A fotografia com radiação ultravioleta, por sua vez, permite identificar intervenções e os locais onde foram feitas. Por exemplo, se existem áreas craqueladas, retocadas ou rasgadas, elas são evidenciados pela fluorescência UV. Os pigmentos de tinta utilizados também podem ser analisados com o uso de raios X e estudos microscópicos. Segundo a coordenadora do núcleo de pesquisa e professora do IF-USP, Márcia de Almeida Rizzutto, o estudo dos pigmentos acoplado a outras técnicas pode permitir levantar questionamentos sobre a paleta de cores do artista e sua correspondência com a época em que a obra se insere, confirmando, assim, a possível originalidade do acervo.

“Foi dentro dessas potencialidades de técnicas que nós começamos a equipar o grupo e atender aos diferentes questionamentos, que trazem resultados benéficos tanto aos historiadores quanto aos conservadores de arte”, comenta a professora. Ela cita como exemplo a tese de doutorado de seu orientando, Pedro Herzilio Ottoni Viviani de Campos: “Caracterização de pinturas da artista Anita Malfatti por meio de técnicas não destrutivas”. A pesquisa foi feita em parceria com o Instituto de Estudos Brasileiros (IEB-USP) e com a Pinacoteca do Estado de São Paulo e revelou características das obras e dos processos criativos da artista.

 

Os equipamentos do Instituto de Física sendo utilizados para análise de obras da Pinacoteca e do IEB (Imagem: tese de doutorado – Pedro de Campos/IF-USP)

A linha de estudo exemplificada no doutorado de Pedro permite a construção de um banco de dados com informações de extrema validade a historiadores, curadores de arte e restauradores. Além disso, Rizzutto cita a salvaguarda de patrimônio, que é a garantia de originalidade concedida por uma instituição, uma vez que o estudo realizado com diferentes técnicas permite um registro das obras, que, por sua vez, possibilita uma rápida identificação da autenticidade das mesmas.

O projeto temático, recém financiado pela Fapesp, busca criar um sistema de mapas de fluorescência de raios X e a utilização de um equipamento de radiografia portátil para estudos dos objetos do patrimônio histórico cultural. O sistema de varredura funcionaria no mapeamento dos pigmentos utilizados nas obras, enquanto a ideia de uso de equipamentos portáteis para as análises em um laboratório móvel implicaria na não necessidade de retirada dos objetos dos museus. “Nesse projeto temático, estamos estudando várias coleções do Museu Paulista, do MAC e do Museu de Arqueologia. Trabalharemos com historiadores, arqueólogos, restauradores e conservadores para nos ajudar a contextualizar as obras no museu. A ideia é usar nossos resultados para pensar o restauro e a conservação preventiva, além de descobrir informações sobre o artista e o processo criativo”, explica a coordenadora do núcleo.
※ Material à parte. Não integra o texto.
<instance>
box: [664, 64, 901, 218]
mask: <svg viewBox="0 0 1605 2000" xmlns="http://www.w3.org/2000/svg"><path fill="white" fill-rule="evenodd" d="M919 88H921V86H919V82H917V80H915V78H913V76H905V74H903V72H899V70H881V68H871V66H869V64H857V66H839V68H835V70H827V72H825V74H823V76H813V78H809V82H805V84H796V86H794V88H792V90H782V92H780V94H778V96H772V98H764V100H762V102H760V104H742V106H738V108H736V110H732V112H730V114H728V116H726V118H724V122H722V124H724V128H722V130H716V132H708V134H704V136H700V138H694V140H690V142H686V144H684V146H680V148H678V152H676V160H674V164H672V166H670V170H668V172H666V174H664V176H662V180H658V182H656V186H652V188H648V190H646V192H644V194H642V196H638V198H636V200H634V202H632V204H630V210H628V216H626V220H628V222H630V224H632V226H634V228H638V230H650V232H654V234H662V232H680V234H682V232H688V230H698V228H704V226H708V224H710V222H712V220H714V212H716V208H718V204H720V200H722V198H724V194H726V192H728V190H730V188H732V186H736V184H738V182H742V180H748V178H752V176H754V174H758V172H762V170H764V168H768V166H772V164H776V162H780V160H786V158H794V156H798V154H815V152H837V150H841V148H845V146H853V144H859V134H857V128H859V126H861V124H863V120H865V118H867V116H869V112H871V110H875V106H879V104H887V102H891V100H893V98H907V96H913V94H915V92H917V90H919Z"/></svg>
Rizzutto reitera a importância dessa interdisciplinaridade: “Montamos uma disciplina de física aplicada dentro do curso de Museologia. Afinal, o museólogo vai ser quem vai guardar essa obra, desenvolver ações culturais voltadas aos acervos, bem como preservar a sua conservação e colocá-la em uma exposição”.  A professora ainda comenta que o museólogo não precisa de conhecimentos profundos sobre física, química ou biologia, mas sim, conhecer as técnicas de análise de patrimônio e conseguir dialogar com profissionais da área.

“Algo muito importante no estudo é mostrar que os museus são grandes fontes de pesquisa”, afirma Rizzutto. “Precisamos preservá-los, não apenas como locais de guarda e exposição, mas de estudo, de divulgação de conhecimento, de intercâmbio de informações. Na USP, por exemplo, temos quatro museus e um instituto (IEB) riquíssimos que contribuem para pesquisa em diversas áreas.”